Abstracts - Session 4

1. Martin Allen
‘The currency and the economy in late medieval England’
Estimates of the English currency between the Black Death and the second half of the fifteenth century show a fall in the size of the silver coinage, which may have affected retail trade and other parts of the economy dependant upon the availability of small change. The use of foreign coinage as an alternative form of small change was inhibited by legislation. Gold coins increasingly supplied the largest element of the English currency, but coin hoards support the assumption that much of the gold currency was immobilised in reserves of cash. The contribution of credit and written financial instruments to the money supply is controversial and impossible to quantify.


2. Tony Moore
‘Medieval ‘traveller’s cheques’: financing foreign travel in fourteenth- and fifteenth-century England’
Medieval English kings frequently sought to regulate and control bullion flows from England, including the use of financial instruments such as bills of exchange. From the mid-fourteenth century they introduced a licensing system for non-mercantile letters of exchange. Between 1367 and 1424 there are over 1,000 surviving licences, issued to a wide variety of travellers and for a great range of sums. This paper will analyse the recipients in terms of their social status, likely destination, purpose of travel and the amount of money that they were licensed to export in cash or to collect abroad.


3. Barrie Cook
‘Kings, coins and royal entries in late medieval England’
In early modern England, coins formed an integral part of many royal ceremonies, helping to define the relationship of the monarch to God and to his or her subjects.
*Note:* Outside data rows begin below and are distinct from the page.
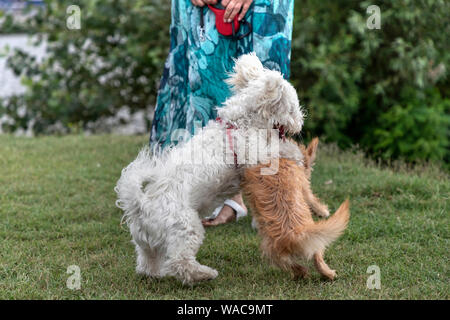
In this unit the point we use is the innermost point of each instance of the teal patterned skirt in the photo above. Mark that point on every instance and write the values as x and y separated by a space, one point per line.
192 85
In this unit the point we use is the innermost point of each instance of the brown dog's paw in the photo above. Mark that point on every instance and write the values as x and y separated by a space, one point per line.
300 272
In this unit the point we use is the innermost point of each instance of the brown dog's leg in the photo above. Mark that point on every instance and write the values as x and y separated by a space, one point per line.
322 267
316 206
299 271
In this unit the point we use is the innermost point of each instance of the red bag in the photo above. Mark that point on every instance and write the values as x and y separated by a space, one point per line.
225 28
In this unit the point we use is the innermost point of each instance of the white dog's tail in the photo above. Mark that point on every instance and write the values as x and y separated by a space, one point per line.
316 237
129 188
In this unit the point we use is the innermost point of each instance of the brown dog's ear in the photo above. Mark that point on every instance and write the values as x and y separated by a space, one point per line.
310 155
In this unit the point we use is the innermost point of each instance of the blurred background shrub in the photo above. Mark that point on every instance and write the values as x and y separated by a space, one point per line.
386 90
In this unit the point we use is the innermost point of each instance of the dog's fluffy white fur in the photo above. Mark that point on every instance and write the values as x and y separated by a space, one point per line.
164 198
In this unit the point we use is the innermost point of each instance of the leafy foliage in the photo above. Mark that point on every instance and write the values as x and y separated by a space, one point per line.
113 61
386 89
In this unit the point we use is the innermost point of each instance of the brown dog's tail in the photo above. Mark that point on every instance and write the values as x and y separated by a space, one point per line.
318 236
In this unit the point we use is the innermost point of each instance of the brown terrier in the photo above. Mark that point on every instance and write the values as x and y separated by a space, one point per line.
281 204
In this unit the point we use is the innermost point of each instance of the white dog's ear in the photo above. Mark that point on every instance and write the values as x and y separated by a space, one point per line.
247 68
273 93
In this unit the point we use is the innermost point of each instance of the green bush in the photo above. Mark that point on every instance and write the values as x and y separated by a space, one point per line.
357 82
114 60
383 89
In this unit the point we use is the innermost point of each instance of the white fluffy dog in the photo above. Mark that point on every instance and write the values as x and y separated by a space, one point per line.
164 195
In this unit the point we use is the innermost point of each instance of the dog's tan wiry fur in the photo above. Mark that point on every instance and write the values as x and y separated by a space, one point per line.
282 206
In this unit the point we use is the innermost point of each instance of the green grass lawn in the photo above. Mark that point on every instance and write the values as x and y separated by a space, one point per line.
57 209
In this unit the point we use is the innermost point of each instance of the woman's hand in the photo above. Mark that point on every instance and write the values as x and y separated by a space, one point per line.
199 3
233 7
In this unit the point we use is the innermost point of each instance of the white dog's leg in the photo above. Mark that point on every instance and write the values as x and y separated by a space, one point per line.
148 261
183 244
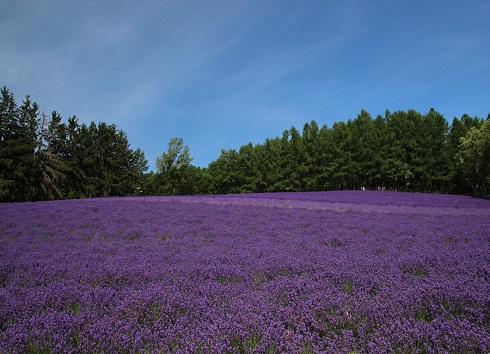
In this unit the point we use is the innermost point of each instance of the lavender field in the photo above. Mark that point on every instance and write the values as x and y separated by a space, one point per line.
326 272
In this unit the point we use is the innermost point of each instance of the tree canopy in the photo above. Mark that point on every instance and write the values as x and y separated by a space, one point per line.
42 157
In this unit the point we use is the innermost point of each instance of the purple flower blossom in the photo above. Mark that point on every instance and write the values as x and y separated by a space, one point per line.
352 271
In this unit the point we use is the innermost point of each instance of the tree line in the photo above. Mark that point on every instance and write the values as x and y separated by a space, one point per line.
42 157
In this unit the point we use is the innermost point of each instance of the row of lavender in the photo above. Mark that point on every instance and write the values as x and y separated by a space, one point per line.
265 273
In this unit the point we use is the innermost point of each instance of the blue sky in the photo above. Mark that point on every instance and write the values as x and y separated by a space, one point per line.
221 74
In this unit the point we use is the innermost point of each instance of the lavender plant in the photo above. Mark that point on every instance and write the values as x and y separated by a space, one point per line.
357 271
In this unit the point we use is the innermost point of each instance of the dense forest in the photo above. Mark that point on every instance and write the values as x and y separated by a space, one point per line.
42 157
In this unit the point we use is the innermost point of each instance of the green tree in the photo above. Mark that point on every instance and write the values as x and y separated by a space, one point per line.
474 157
173 167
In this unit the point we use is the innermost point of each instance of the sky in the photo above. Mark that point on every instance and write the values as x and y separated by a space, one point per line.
221 74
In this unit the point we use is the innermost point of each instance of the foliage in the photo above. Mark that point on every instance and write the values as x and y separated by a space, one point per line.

It seems clear that many of these ceremonies either began or became formalised in the late medieval period, especially in the 15th century, and this paper attempts to examine the evidence for the role of coins in one of most public and in some ways most symbolic of these ceremonies, the king’s formal entry into the cities and towns of his realm. The particular focus will be the pre-coronation procession into the City of London and royal entries into York made by Richard III, Henry VII and Henry VIII.